取締役会と監査役を設置している場合は、取締役会と監査役設置会社の登記を廃止する必要があります。
Q7.外国人を取締役に選任することはできますか?
外国人であっても取締役に選任することはできます。
Q8.外国人が取締役になる際、注意すべきことがありますか?
原則的に、就任承諾書に実印を押印した上で印鑑証明書の添付が必要となりますが、日本で印鑑証明書が発行されない方については、就任承諾書にサインの上、自国官憲やノータリーパブリックでサイン証明書の取得が必要になります。
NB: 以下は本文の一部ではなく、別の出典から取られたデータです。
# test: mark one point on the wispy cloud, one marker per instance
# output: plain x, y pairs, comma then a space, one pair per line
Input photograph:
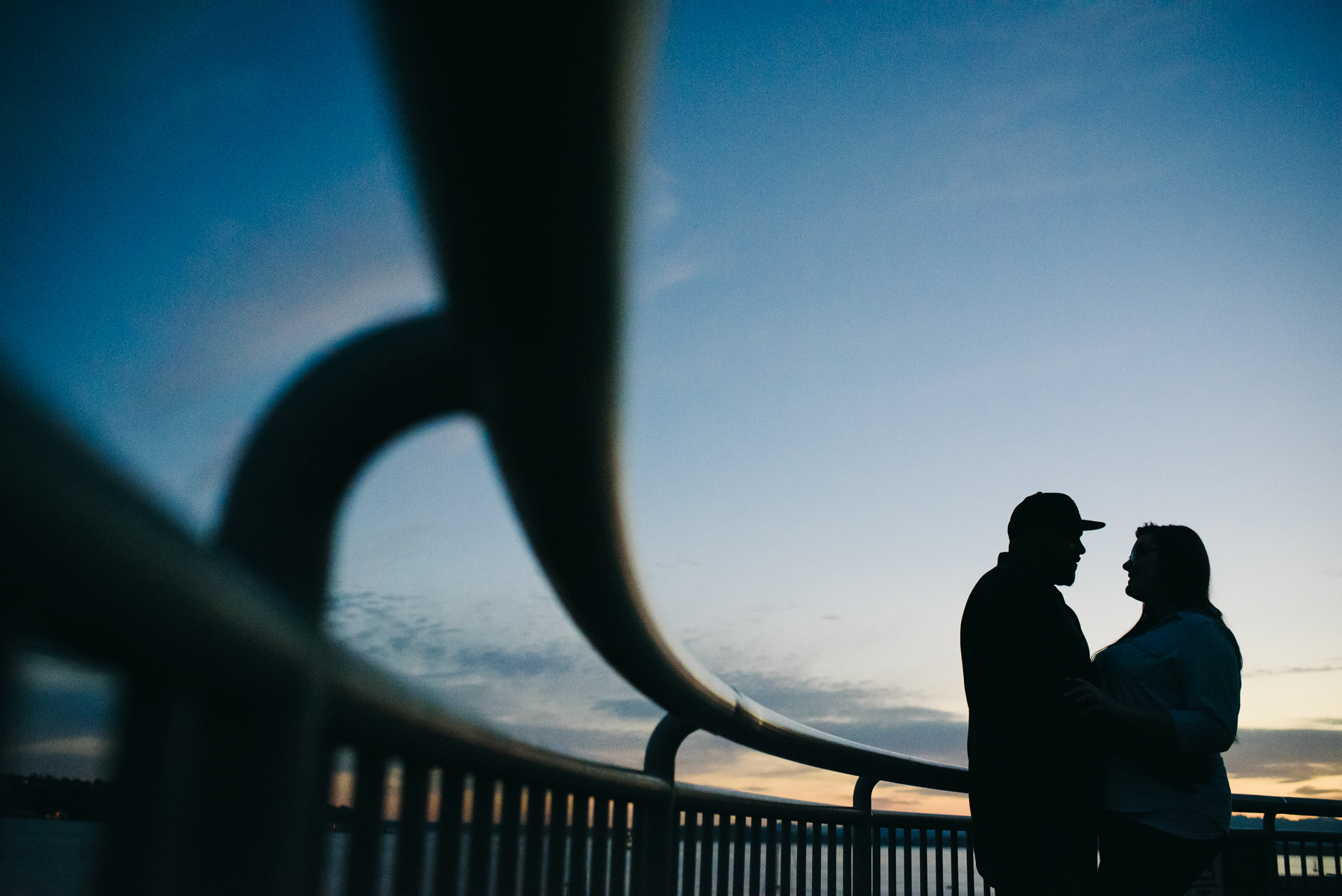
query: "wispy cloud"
1288, 754
1293, 669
また、外国人の氏名を登記する際、ロ-マ字で登記することが認められていないため、日本語表記として、通常は、カタカナ表記で登記することが多いです。
Q9.いつまでに登記をしなければなりませんか?
株主総会で再任の決議をされた日から2週間以内に管轄の法務局へ登記申請を行わなければなりません。
2週間を過ぎても登記を申請することはできますが、懈怠金(登記申請が遅れたことによる過料)が掛かる可能性があります。
Q10.重任(再任)登記の登録免許税はいくらかかりますか?
資本金の額が1億円を超えない株式会社は、10,000円です。
資本金の額が1億円を超える株式会社の場合は、30,000円です。
※役員が何名いても、登録免許税は変わりません。